The financial statement show that Baywa generated sales of €10.7 billion ($11.97 billion) in the first six months of this year, almost €2 billion less than a year ago. Earnings before interest and taxes (EBIT) before the so-called impairment tests totaled €0.0 million, down from €186.9 million a year ago. The most recent impairment tests resulted in an impairment loss totaling €222.2 million, Baywa stated.

All cash-generating units with their long-term assets had to undergo these impairment tests in recent weeks — a consequence of market capitalization falling below the book value of equity. Baywa further emphasized that these write-downs had no negative impact on ongoing restructuring efforts and the implementation of the restructuring concept currently being developed.

However, Baywa is still not daring to make a forecast for the current financial year.

According to the report, the Renewable Energies segment is primarily responsible for the decline in EBIT and a large part of the write-downs. Sales in the division fell from €3 billion to €1.8 billion year-on-year. According to Baywa, EBIT was minus €102.8 million, compared to a profit of €98.4 million in the first half of 2023. The value adjustments in the Renewable Energies segment, which were determined in the impairment tests in accordance with IAS 36, totaled €171.5 million. The largest part, €114.4 million, was attributable to the long-term assets of the IPP business unit, which markets electricity generated by the company's own wind power and PV systems. Significantly lower electricity prices changed assumptions regarding grid feed-in, rising capital costs, occasional changes to the terms of leasing contracts and increased financing costs made the adjustments necessary. In addition, write-downs on goodwill and long-term assets were made.

The company also commissioned a separate restructuring report to combat the crisis and appointed a separate chief restructuring officer.
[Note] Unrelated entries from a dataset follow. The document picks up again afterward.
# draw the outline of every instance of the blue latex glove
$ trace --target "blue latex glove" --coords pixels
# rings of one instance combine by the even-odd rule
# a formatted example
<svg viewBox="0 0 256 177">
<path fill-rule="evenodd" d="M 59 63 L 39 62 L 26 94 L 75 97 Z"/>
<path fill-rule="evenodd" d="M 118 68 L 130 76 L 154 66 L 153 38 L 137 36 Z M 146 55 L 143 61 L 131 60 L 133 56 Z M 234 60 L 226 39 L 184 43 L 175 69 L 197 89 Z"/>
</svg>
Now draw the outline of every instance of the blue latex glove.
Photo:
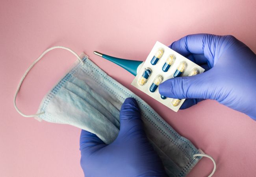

The restructuring report showed that the renewables subsidiary “is well positioned in its core markets in the long term.” Sales in the PV, wind power and battery storage projects business are also expected to pick up in the fourth quarter of 2024. In the past, the majority of sales also took place at the end of the year.

The results of the other divisions did not deviate much from Baywa's figures for the first half of 2023.